I do not want to make it seem like mutual aid is a new concept borne out of necessity from the pandemic. Communities—particularly communities of color—have practiced these solidarity-based support tactics for hundreds of years. The Black Panther Party’s free breakfast program, which provided 20,000 free meals to children, is perhaps the most famous historical example of mutual aid in the United States, but mutual aid tactics have a long-standing history in the fight for racial justice.
In 1835, well-known Underground Railroad conductor David Ruggles formed the New York Committee of Vigilance to combat the kidnapping of free Black New Yorkers along with other self-emancipated Black people. The Committee would gather to confront and intimidate slave kidnappers, in addition to providing other services like offering legal defense in court to African Americans, and feeding, clothing, and housing self-emancipated people along the Underground Railroad. Throughout this same time, Abolitionist women held what were known as anti-slavery fairs. There they would sell household products and baked goods to fundraise for Abolitionist activities, all the while exchanging and discussing anti-slavery literature.
The term “mutual aid” itself wasn’t coined until 1902 when Russian anarcho-communist philosopher Peter Kropotkin published his essay collection titled “Mutual Aid: A Factor of Evolution,” but the idea of cooperation for the sake of the common good has been around for as long as society has failed to meet people’s needs.

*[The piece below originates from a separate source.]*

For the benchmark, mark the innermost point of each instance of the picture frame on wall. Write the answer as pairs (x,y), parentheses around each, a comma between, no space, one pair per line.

If the storied history of mutual aid projects, along with the hard work that activists and organizers are putting in today teaches us one thing, it should be that we all have a stake in each other’s well-being and liberation. In a time where so many people are experiencing such immense hardship, those of us who can should spend less time engaging in online arguing and more time engaged in online organizing. There are thousands of worthwhile mutual aid projects that, of course, need funds and resources—but they also need brainpower and energy.